In 1972, Monique Bégin was nominated to stand as a candidate for the Liberal Party of Canada in the Montreal riding of St. Michel. She was one of the first three women from Quebec then elected to the House of Commons in the election. In 1974, she was re-elected in the new neighbouring riding of St. Leonard-Anjou. Appointed Parliamentary Secretary to the Minister of External Affairs Allan J. MacEachen in mid-October 1975, Prime Minister Pierre E. Trudeau then appointed her Minister of National Revenue in 1976 where she led two quite distinct branches of Taxation and Customs and Excise. Within the year, her responsibilities grew to include nine branches with a deputy minister for each.

The following year, she was appointed Minister of National Health and Welfare, the biggest portfolio at the time, and remained in this capacity until 1979. She was reappointed to this position from 1980 to 1984 and on April 9, 1984, the Canada Health Act was enacted by unanimous consent. This was a noteworthy accomplishment that came on the heels of years of bitter opposition. This legislation also set forth five standards of health care services: public administration, comprehensiveness, universality, portability, and accessibility. Another accomplishment of which Ms. Bégin has been immensely proud is the Child Tax Credit that began under her tutelage.

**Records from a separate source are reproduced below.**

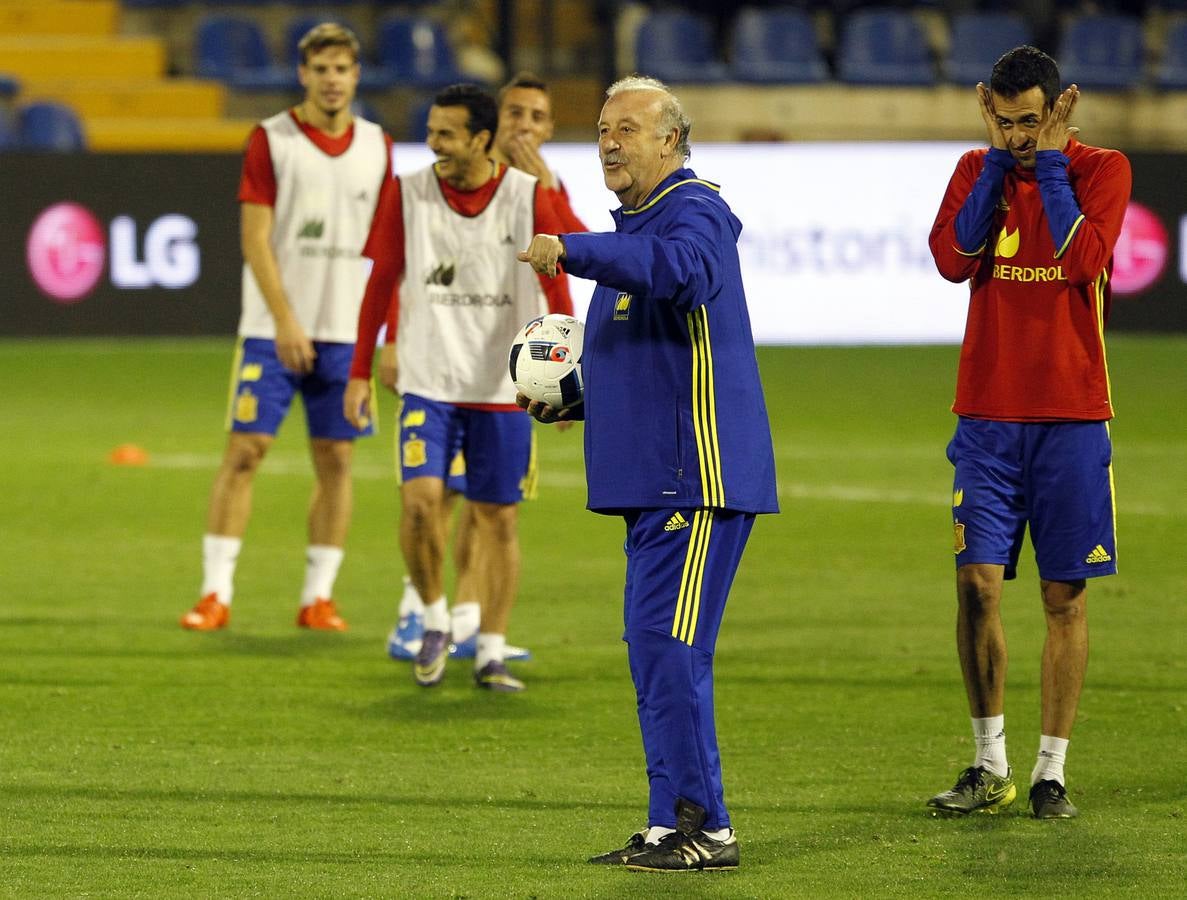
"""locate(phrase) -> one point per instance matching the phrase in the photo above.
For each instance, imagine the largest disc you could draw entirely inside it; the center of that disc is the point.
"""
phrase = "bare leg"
(496, 562)
(230, 498)
(421, 537)
(329, 511)
(465, 587)
(1065, 654)
(981, 640)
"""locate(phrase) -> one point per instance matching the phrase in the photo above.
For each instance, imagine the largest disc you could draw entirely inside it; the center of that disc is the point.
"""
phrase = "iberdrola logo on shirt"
(1008, 242)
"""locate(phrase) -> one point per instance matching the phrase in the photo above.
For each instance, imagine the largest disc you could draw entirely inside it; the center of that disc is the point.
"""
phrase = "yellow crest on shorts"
(622, 308)
(247, 406)
(413, 452)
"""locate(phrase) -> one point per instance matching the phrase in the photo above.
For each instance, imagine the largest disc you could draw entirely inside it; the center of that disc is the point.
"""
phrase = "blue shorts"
(1057, 477)
(264, 388)
(496, 449)
(680, 564)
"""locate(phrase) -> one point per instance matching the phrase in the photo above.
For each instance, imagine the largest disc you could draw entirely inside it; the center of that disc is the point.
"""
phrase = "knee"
(245, 452)
(1064, 601)
(332, 460)
(497, 523)
(978, 593)
(421, 513)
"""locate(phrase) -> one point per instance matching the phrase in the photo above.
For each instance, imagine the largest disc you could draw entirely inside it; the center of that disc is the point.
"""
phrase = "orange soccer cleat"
(208, 615)
(321, 615)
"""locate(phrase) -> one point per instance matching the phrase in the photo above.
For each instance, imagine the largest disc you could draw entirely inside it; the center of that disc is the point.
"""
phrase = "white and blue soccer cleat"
(404, 641)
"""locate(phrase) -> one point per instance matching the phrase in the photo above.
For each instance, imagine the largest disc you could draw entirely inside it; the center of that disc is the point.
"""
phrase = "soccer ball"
(546, 360)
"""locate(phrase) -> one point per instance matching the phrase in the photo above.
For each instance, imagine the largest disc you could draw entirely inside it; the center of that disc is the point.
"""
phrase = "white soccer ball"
(546, 360)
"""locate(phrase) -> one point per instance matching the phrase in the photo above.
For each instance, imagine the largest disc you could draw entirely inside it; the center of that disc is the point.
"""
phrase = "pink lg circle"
(65, 252)
(1141, 252)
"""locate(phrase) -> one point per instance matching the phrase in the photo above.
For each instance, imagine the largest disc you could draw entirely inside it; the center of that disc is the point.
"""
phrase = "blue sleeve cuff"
(1001, 158)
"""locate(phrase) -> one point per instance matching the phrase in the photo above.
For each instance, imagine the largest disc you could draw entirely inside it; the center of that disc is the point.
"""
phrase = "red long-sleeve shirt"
(1034, 340)
(385, 247)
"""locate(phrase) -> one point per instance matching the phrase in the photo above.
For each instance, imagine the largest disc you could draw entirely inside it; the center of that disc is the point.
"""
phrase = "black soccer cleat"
(977, 790)
(687, 853)
(634, 845)
(689, 848)
(1048, 800)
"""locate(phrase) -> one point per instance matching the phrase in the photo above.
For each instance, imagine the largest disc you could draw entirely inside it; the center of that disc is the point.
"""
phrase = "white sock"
(464, 620)
(1052, 755)
(490, 648)
(410, 601)
(658, 832)
(437, 616)
(322, 563)
(989, 733)
(219, 557)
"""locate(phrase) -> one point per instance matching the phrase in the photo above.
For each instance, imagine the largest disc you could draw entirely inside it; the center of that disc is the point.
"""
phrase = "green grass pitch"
(140, 760)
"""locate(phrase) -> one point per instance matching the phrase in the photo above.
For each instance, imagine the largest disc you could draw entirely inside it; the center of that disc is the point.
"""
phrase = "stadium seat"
(1102, 51)
(48, 126)
(1172, 73)
(233, 50)
(977, 40)
(10, 138)
(418, 119)
(775, 46)
(678, 46)
(414, 51)
(884, 46)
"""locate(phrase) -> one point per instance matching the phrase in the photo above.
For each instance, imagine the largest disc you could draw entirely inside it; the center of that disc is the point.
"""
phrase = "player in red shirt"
(1030, 223)
(525, 125)
(446, 280)
(311, 178)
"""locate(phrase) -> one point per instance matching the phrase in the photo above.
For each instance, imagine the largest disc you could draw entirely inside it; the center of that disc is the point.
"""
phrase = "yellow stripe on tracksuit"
(704, 410)
(1099, 310)
(687, 604)
(235, 362)
(1071, 234)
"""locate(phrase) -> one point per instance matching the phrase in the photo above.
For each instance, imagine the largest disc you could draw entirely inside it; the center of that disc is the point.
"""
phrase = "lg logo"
(67, 252)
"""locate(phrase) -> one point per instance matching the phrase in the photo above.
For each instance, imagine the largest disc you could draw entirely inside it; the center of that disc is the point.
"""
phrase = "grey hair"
(672, 114)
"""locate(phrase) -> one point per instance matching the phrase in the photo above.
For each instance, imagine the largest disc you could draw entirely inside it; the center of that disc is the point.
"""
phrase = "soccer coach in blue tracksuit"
(677, 442)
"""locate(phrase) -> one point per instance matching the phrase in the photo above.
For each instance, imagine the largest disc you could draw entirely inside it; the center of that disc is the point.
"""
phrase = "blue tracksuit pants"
(680, 564)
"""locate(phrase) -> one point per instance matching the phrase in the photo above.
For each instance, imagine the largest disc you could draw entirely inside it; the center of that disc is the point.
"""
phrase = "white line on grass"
(571, 480)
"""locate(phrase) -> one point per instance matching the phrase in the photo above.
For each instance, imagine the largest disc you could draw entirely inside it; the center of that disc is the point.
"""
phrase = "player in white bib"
(443, 246)
(311, 181)
(525, 125)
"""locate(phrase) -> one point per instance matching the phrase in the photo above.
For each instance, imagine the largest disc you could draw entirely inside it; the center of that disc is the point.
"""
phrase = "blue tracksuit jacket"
(674, 412)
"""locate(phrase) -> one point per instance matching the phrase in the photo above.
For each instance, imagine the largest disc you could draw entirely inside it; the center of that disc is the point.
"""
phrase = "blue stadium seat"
(416, 52)
(977, 40)
(373, 77)
(48, 126)
(884, 46)
(10, 138)
(233, 50)
(1102, 51)
(1172, 74)
(775, 46)
(418, 121)
(677, 46)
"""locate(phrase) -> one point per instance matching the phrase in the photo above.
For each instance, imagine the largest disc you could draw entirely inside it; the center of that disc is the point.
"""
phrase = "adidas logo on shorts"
(675, 523)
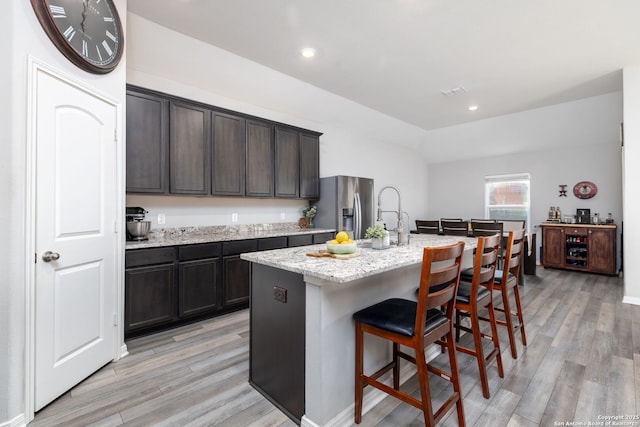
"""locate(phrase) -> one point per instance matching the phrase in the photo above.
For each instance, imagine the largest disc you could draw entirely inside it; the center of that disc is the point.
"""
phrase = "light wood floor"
(582, 362)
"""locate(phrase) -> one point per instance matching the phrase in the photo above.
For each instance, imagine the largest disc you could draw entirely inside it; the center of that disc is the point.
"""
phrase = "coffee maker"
(137, 227)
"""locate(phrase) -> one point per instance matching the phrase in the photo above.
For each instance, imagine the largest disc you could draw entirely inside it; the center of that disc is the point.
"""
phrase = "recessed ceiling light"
(308, 52)
(455, 91)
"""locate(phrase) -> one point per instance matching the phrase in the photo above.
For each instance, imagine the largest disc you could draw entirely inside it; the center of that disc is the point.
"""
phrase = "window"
(507, 197)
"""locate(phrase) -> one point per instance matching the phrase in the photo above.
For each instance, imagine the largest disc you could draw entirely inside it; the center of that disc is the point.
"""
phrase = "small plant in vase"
(310, 213)
(378, 235)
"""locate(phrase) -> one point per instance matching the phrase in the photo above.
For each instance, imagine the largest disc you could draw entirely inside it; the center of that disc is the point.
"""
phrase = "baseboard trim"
(18, 421)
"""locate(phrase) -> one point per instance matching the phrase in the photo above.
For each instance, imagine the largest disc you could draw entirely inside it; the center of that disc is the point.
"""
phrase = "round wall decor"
(87, 32)
(585, 190)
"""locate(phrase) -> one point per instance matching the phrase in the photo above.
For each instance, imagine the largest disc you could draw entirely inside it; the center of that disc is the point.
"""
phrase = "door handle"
(50, 256)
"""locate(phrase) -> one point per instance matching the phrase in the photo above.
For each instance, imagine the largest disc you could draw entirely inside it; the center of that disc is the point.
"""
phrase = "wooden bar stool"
(416, 325)
(507, 279)
(475, 292)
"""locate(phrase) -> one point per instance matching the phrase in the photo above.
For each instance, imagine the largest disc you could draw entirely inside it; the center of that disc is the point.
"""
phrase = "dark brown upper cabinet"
(228, 170)
(189, 136)
(287, 175)
(146, 143)
(178, 146)
(260, 159)
(309, 166)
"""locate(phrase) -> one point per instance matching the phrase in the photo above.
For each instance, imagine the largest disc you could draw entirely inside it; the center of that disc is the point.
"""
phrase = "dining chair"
(427, 226)
(506, 282)
(483, 220)
(416, 324)
(475, 292)
(454, 228)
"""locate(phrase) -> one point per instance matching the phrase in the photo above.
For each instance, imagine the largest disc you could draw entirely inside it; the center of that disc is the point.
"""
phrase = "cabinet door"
(309, 166)
(553, 246)
(237, 276)
(149, 296)
(189, 142)
(260, 159)
(228, 170)
(287, 163)
(602, 250)
(236, 272)
(146, 143)
(197, 286)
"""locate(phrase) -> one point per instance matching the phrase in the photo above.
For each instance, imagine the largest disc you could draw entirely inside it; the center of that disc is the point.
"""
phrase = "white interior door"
(76, 288)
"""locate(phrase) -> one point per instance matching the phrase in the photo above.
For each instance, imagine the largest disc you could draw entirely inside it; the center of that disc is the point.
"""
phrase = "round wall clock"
(87, 32)
(585, 190)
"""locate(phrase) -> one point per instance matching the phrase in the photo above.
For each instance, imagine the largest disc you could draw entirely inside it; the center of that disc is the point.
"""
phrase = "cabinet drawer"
(570, 231)
(239, 247)
(272, 243)
(300, 240)
(201, 251)
(151, 256)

Following her time in public office, Ms. Bégin returned her focus on academia. A visiting professor at the University of Notre Dame for a year followed by a year at McGill, she was selected for a new full-time position as the Joint Chair in Women’s Studies at the University of Ottawa and of Carleton from 1986 to1990. She was then selected by the University of Ottawa as the first Dean of the New Faculty of Health Sciences (all except medicine), a position she held for seven years until the summer of 1997. Midway through her tenure, she served as a commissioner on the International Commission on Population and Quality of Life and served as Co-Chair of Premier Bob Rae’s Ontario Royal Commission on Learning, the report of which is still considered a landmark for grades one to twelve.

As a volunteer, Monique Bégin served on many boards. She was Chair of the Canadian Breast Cancer Foundation (1995-99) and of the Radiation Safety Institute (1997 – 2003). She was a member of the Board of Governors of McGill University (1986-1990), Board Member of the University of Ottawa Heart Institute (1999-2004), Board member of the Clinical Research Institute (1998-2005) in Montreal, and a member of the Science Council of Canada “Genetic Predisposition Study Committee” from 1987 to 1991.

In 1997, Ms. Bégin was made an Officer of the Order of Canada and was elevated to Companion in November 2020. She received 18 honorary doctorates from Canadian universities and in 2018, she published the memoir Ladies, Upstairs!: My Life in Politics and After.

Ms. Bégin’s long-serving public commitment, both as a politician and academic, has been filled with a portfolio of extraordinary issues including the status of women, taxation, income inequality, universal income, childcare benefits and allowances, standards of healthcare, service delivery and social impacts of health inequality, gender studies, and education to name a few. Canada is a better place because of her body of work, heart, and soul that has positively impacted public policy.